Conto: "O Pintor de Quadros" - Por Florbela de Castro




Nos tempos da Renascença, onde florescia a arte, vivia na Rússia um jovem de origem modesta, que almejava ser pintor. O seu nome era Alexander.

Alexander era magro, de estatura média, pele quase cor de baunilha pálido, olhos amendoados e negros como os seus cabelos ondulados, usava bigode fino e pera.

Apesar de bonito e em idade casadoira, Alexander não arranjava pretendentes, pois interiormente era uma pessoa um pouco fechada e abrupta.
Alexander tinha um sonho: tornar-se um pintor famoso. Porém não tinha posses para frequentar uma academia, nem conhecimentos influentes para se tornar pupilo de algum mestre famoso. Os seus pais também reprovavam essas atividades e apesar do filho ser detentor de um dom nato não o incentivavam a pintar. Ao início Alexander pintava e desenhava às escondidas, mas após seus pais descobrirem, foi instado a abandonar os seus sonhos.

No presente momento, Alexander ficara órfão e como era filho único, sem família, conjecturou voltar a pintar. E como faria para arranjar dinheiro para os materiais? Cedo arquitectou uma forma. Foi vendendo o recheio da casa até quase a esvaziar. A seguir foi pondo mãos à obra, noite e dia, e produziu um quadro de natureza morta. Estava maravilhoso; Alexander admirou até altas horas e por fim adormeceu sonhando em ganhar um bom dinheiro com este.

No dia seguinte acordou bem cedo para ir para a feira levando a sua obra debaixo do braço. A feira estava apinhada, com banca de doces, tecidos, hortaliças, pratas, tamancos e uma profusão de pessoas.

Enquanto se dirigia ao local para vender o seu quadro, Alexander sentia fome e já sonhava deliciado com o deglutir de uma nêspera sumarenta e de um pão com queijo. Ao caminhar tropeçou em várias frutas e até ouviu uma peça de vidro fragmentar-se em mil pedaços "Estes mercadores se não têm cuidado só verão prejuízos no final do diz", pensou ele.
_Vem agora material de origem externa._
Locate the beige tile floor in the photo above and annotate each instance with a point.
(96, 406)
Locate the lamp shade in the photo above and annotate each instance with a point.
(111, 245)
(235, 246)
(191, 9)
Finalmente alguém lhe perguntou o que ele levava ali. Tratava-se de um casal de uma certa idade e de aspecto abastado. Talvez fosse algum meirinho.

-Este quadro retrata uma maravilhosa taça de cristal adornada de belos frutos - anunciou Alexander, virando a tela para o casal de meia idade.

Os seus rostos ficaram sem expressão ao fitar aquela obra enquanto o jovem pintor ostentava um sorriso triunfante. à medida que o abastado cliente transfigurava a sua expressão curiosa numa de ira, o sorriso de Alexander desmaiava no seu rosto.

-Patife! - vociferou o velho - Tomais-me por idiota?? Como ousas querer enganar-me!?

-Enganá-lo, senhor?... - o jovem artista estava perplexo - Se a minha tela não vos agrada... - foi interrompido pelos sorrisos e gargalhadas de sarcasmo de uns e os impropérios iracundos de outros.

Só então o pintor olhou para a sua tela e o que viu fê-lo empalidecer de espanto. Nada havia ns mesma a não ser um fundo castanho escuro que ele tão primorosamente pintara. Mas...como era aquilo possível??...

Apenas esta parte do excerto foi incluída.